Regardless, even with funerals there are good times and those religions who celebrate death as if it were rebirth know why. Because death unites people and reminds them we are all passengers getting a ride on the train of life and that at some point we all get off to a stop. I saw a handful of people, all pretty much of the same age with my grandpa’s sister, giving an invaluable helping hand with the organization, but most importantly, in the middle of a work day for them, they all popped out of nowhere to come wave good bye to her as we were leaving. People who most likely had confrontations here and there, barely said hello or had nothing to share while she was still alive. But now somehow they all realized the loss, that yet again, one of them was gone. And it was the most inspiring moment of them all. Same happened when everyone gathered at home to pay their respects. On the street where my grandparents live most couples are in their 70 – 80s and 95% of them have lost a spouse. And on grandma’s call they all gathered, 14 people stashed against each other at a small table. Some I had not seen in years even though they live a few houses down the street, but once they were left alone they led a more secluded life. I missed seeing the people I grew up with rejoicing, remembering their youth and sharing memories on such a sad occasion.

I say respect traditions; be them crazy and irrational, but do not let them take your attention away from what’s really essential. I did not have half an hour to sit at this woman’s side and say a proper goodbye because someone always had to remind me about something I must do. I missed when they put the lid on to the coffin, I didn’t get a chance to take one last look at her. And while in church I was supposed to go say goodbye when some old lady stopped me to remind me I have to pay the priest. For fuck’s sake people, all we’ll be handled in due time. Let me do this how it needs to be done! So just keep that in mind and don’t let traditions, superstitions and the religious devotion of others stand in the way!
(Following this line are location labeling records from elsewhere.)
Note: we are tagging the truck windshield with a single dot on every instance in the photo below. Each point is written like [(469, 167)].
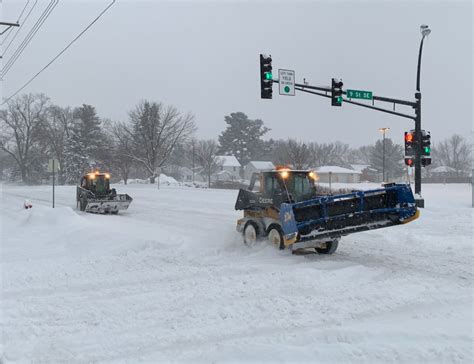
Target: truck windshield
[(300, 186), (101, 185)]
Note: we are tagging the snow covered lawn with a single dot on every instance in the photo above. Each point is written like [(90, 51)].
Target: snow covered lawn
[(170, 280)]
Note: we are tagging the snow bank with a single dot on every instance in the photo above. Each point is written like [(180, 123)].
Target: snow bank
[(170, 280), (164, 180)]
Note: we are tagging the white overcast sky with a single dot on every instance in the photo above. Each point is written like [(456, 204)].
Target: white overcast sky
[(203, 57)]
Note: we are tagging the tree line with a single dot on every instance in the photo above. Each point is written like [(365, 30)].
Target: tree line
[(159, 138)]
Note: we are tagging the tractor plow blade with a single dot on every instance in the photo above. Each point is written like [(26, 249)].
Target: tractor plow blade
[(118, 203), (335, 216)]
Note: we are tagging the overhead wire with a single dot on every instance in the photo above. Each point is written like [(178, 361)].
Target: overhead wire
[(60, 53), (10, 29), (24, 8), (39, 23), (19, 28)]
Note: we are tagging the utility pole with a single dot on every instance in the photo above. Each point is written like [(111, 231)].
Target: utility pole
[(383, 131)]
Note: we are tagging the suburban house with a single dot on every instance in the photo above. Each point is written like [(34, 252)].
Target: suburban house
[(367, 173), (257, 166), (182, 174), (229, 169), (336, 174)]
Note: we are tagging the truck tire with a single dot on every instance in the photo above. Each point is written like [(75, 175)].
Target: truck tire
[(251, 233), (275, 236), (331, 247)]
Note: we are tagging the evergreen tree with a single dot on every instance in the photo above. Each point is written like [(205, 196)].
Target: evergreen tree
[(75, 160), (242, 138), (86, 145), (90, 134)]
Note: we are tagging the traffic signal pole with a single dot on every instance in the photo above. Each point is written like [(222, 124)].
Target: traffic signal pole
[(418, 147), (416, 105)]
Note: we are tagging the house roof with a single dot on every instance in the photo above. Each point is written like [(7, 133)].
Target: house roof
[(359, 167), (336, 169), (229, 161), (262, 164), (443, 169)]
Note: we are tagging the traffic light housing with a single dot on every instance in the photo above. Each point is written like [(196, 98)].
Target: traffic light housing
[(425, 143), (336, 92), (266, 77), (409, 144)]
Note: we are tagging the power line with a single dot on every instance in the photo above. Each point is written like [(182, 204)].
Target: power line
[(59, 54), (9, 29), (39, 23), (18, 30), (18, 20)]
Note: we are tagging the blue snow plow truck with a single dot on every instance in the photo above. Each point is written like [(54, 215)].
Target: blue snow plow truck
[(285, 207)]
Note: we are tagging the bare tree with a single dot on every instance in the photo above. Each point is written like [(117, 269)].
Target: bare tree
[(155, 130), (206, 158), (294, 153), (19, 129), (123, 145), (454, 152), (329, 153)]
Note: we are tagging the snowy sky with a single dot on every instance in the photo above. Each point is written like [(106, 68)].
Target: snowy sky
[(203, 57)]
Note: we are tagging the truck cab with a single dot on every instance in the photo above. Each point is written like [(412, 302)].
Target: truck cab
[(272, 188)]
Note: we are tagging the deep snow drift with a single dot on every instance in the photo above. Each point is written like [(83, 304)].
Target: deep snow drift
[(170, 279)]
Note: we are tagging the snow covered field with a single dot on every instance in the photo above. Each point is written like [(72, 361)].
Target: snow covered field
[(170, 280)]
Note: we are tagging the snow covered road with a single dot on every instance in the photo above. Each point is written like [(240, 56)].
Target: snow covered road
[(170, 280)]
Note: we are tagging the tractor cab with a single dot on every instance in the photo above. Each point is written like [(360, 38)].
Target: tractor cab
[(272, 188), (292, 185), (97, 183)]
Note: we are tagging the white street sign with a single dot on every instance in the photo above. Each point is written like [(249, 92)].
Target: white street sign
[(56, 166), (286, 80)]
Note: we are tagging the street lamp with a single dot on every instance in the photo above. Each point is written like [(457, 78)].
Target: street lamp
[(383, 131), (425, 31)]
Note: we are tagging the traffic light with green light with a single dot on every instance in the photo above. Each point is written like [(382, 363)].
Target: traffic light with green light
[(336, 92), (266, 77), (425, 143), (409, 143)]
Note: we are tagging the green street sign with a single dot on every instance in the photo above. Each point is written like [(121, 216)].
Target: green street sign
[(359, 94)]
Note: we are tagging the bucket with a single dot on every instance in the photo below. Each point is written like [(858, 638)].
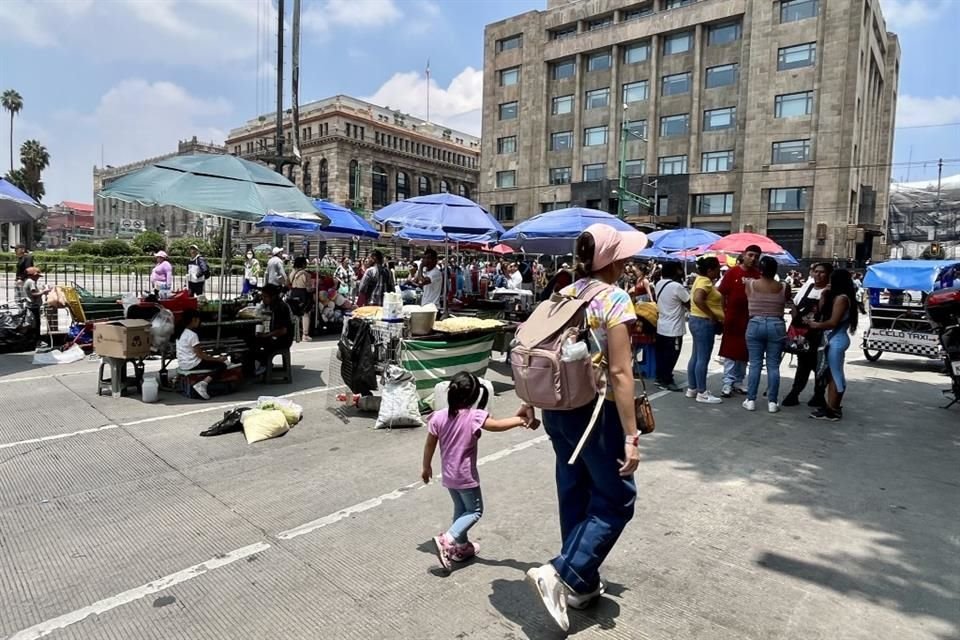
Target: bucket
[(151, 389)]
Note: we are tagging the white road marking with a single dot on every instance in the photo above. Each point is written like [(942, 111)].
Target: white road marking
[(60, 622)]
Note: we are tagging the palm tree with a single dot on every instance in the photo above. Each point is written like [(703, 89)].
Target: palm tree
[(12, 102)]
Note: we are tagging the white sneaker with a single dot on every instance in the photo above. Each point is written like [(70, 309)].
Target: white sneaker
[(547, 584), (201, 389)]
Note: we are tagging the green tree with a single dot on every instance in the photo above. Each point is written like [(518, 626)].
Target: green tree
[(13, 103), (149, 242)]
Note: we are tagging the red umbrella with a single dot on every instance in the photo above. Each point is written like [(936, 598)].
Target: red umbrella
[(738, 243)]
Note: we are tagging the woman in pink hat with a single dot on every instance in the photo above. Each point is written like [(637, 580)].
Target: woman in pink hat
[(597, 492)]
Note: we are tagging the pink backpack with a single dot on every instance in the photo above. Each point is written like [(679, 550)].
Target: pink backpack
[(542, 378)]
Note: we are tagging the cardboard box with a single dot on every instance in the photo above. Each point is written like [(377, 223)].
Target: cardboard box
[(122, 338)]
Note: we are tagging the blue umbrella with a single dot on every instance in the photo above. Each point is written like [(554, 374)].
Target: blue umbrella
[(16, 206), (556, 231), (439, 212), (681, 239)]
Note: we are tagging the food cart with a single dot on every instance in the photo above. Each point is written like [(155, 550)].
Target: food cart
[(896, 319)]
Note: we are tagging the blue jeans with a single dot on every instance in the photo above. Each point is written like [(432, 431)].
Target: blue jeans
[(467, 510), (765, 339), (704, 336), (596, 503)]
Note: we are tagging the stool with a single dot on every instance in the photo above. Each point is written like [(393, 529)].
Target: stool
[(286, 372), (119, 381)]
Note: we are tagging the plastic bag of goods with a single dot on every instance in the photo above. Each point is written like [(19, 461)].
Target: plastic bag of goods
[(291, 410), (399, 404), (263, 424)]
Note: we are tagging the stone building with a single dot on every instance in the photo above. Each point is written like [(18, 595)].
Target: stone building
[(117, 219), (774, 116), (364, 156)]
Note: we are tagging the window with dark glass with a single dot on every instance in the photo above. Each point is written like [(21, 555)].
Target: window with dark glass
[(561, 140), (725, 33), (594, 172), (676, 84), (597, 99), (636, 52), (789, 151), (721, 76), (788, 199), (797, 56), (794, 10), (560, 175), (792, 105), (678, 125), (716, 161), (717, 119), (563, 69), (561, 105)]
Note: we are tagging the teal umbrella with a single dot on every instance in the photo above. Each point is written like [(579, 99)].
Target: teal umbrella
[(218, 185)]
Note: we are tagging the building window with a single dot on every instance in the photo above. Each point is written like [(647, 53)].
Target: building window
[(561, 140), (678, 125), (323, 176), (725, 33), (423, 186), (594, 172), (718, 119), (672, 165), (508, 111), (509, 77), (598, 61), (792, 105), (504, 212), (791, 151), (794, 10), (562, 104), (633, 168), (507, 145), (676, 84), (597, 99), (513, 42), (594, 136), (797, 56), (677, 43), (560, 175), (636, 91), (788, 199), (600, 23), (721, 76), (713, 204), (637, 52), (506, 179), (716, 161), (563, 69)]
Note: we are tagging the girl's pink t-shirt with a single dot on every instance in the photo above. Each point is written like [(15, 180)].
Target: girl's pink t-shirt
[(458, 445)]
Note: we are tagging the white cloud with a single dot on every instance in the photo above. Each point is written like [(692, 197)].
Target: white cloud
[(913, 111), (134, 120), (457, 106)]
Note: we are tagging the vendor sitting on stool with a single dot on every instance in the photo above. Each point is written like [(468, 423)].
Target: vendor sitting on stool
[(280, 337), (190, 355)]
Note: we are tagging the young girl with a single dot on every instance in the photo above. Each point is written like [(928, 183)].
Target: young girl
[(457, 429)]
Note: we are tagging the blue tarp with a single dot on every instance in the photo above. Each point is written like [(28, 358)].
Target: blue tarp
[(912, 275)]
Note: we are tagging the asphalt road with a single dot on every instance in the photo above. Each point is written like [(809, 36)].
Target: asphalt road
[(118, 521)]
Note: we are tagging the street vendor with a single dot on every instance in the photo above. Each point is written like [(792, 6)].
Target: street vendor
[(190, 355), (161, 278)]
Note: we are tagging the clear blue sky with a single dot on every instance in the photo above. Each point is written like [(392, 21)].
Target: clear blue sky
[(127, 79)]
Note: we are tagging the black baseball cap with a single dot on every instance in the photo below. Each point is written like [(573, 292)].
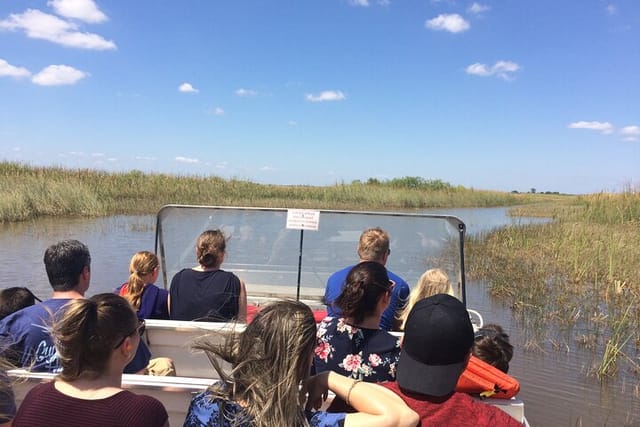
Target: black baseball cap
[(437, 340)]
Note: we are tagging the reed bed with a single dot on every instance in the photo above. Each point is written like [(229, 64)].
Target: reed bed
[(575, 279), (28, 192)]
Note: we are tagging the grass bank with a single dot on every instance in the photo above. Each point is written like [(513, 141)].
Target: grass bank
[(28, 192), (574, 281)]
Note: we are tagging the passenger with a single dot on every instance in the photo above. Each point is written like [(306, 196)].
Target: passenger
[(14, 299), (149, 301), (491, 344), (206, 292), (372, 246), (95, 339), (25, 332), (354, 345), (7, 398), (433, 281), (436, 348), (270, 360)]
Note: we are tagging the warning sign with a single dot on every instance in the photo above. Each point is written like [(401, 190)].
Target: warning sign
[(303, 219)]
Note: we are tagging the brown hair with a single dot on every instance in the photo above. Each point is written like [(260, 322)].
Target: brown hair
[(363, 288), (373, 244), (433, 281), (210, 248), (140, 268), (491, 344), (87, 332), (269, 360)]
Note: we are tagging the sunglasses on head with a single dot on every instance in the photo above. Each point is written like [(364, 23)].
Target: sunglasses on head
[(140, 328)]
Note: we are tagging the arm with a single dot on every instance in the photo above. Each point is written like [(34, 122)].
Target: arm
[(242, 303), (376, 405)]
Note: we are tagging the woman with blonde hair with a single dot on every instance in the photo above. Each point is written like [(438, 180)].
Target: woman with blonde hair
[(433, 281), (95, 339), (206, 292), (269, 380), (149, 301)]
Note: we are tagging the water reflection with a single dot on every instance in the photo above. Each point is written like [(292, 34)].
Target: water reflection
[(554, 386)]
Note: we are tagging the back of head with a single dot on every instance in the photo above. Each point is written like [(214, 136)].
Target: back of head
[(140, 268), (436, 346), (87, 332), (366, 283), (210, 248), (491, 344), (15, 299), (373, 245), (269, 359), (433, 281), (64, 261)]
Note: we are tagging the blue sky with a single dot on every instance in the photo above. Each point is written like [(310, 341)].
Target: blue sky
[(499, 95)]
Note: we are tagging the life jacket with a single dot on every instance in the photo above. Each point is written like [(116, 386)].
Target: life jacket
[(488, 381)]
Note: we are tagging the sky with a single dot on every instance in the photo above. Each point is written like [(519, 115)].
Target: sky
[(492, 95)]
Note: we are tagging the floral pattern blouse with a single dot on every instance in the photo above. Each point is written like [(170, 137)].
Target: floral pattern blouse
[(205, 411), (364, 354)]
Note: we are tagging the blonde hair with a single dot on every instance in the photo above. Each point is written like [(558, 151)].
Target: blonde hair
[(141, 266), (433, 281), (85, 335), (373, 244), (210, 248), (269, 360)]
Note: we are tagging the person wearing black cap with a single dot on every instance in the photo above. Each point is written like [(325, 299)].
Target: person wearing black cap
[(435, 351)]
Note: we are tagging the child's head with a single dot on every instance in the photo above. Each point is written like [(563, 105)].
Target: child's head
[(491, 344), (14, 299)]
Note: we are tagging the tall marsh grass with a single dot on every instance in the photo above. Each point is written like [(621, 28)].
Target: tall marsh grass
[(28, 192), (579, 273)]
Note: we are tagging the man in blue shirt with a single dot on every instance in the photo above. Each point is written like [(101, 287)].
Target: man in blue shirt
[(372, 246)]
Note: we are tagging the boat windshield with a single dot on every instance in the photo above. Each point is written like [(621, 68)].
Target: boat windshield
[(276, 260)]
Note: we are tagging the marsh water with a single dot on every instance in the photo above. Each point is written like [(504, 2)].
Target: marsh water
[(555, 384)]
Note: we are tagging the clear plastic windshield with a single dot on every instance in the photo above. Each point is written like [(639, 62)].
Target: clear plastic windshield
[(274, 260)]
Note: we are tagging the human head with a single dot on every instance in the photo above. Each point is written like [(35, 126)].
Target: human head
[(491, 344), (433, 281), (14, 299), (366, 283), (436, 346), (143, 269), (269, 358), (88, 332), (374, 245), (210, 248), (67, 263)]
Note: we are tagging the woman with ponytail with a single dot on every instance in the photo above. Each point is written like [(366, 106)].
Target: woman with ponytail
[(149, 301), (354, 345), (95, 339), (206, 292)]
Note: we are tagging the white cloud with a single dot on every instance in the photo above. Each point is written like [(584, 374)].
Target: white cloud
[(187, 88), (453, 23), (631, 133), (39, 25), (245, 93), (182, 159), (327, 95), (501, 69), (57, 75), (84, 10), (604, 127), (477, 8), (8, 70)]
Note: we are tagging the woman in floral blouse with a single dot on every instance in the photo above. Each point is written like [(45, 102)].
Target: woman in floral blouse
[(354, 345)]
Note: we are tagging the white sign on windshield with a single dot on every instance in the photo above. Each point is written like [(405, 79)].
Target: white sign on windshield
[(303, 219)]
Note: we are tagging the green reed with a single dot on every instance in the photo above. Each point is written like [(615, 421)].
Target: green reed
[(577, 276), (28, 192)]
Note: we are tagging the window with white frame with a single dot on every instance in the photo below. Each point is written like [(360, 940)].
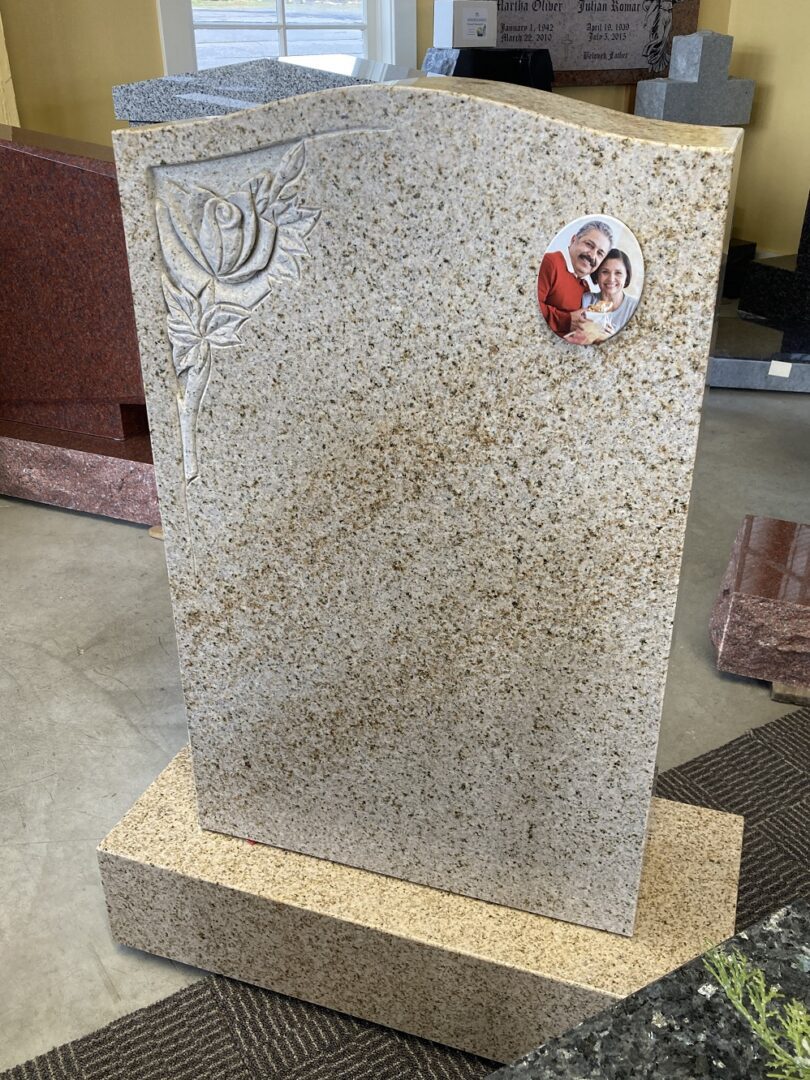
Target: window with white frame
[(230, 31)]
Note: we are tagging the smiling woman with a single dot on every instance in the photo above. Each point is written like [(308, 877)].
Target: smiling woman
[(590, 280)]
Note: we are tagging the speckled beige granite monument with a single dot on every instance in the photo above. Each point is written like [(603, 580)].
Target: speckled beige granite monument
[(423, 554), (484, 979)]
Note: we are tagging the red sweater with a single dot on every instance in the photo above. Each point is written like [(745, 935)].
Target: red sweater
[(559, 292)]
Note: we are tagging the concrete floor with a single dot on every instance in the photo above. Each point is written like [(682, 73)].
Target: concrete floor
[(92, 709)]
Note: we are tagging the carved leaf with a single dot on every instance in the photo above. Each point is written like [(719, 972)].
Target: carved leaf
[(289, 170), (297, 219), (284, 266), (220, 323), (260, 188)]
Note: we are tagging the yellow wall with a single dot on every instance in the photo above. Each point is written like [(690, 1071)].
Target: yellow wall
[(8, 102), (66, 55), (774, 173)]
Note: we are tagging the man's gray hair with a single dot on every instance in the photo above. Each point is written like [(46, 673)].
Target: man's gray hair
[(595, 224)]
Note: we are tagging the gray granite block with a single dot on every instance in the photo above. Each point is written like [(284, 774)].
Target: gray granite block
[(701, 57), (699, 90), (488, 980), (745, 373), (423, 553), (683, 1025), (220, 90)]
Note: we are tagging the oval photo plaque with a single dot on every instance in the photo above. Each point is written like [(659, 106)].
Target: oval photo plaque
[(590, 280)]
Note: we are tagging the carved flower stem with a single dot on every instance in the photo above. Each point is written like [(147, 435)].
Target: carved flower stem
[(189, 399)]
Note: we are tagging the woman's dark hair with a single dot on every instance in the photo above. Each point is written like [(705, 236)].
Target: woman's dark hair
[(616, 254)]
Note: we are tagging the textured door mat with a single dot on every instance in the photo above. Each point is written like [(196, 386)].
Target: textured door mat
[(219, 1029)]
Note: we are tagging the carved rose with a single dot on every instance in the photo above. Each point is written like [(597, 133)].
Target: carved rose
[(225, 234)]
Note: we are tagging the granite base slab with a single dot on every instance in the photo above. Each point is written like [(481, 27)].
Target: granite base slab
[(683, 1025), (791, 694), (470, 974), (106, 476), (760, 620)]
Before ending this small novel, I should probably apologize to the gentlemen for my very feminist approach to most of this entry. I apologize, but I cannot be sorry for something that seems literally unfair to me.

So, let me know of your traditions. I know people coming from different parts of the country have different customs to look after. I am interested to know the “sufferings” of others! Haha

MUAH and see you for the next entry.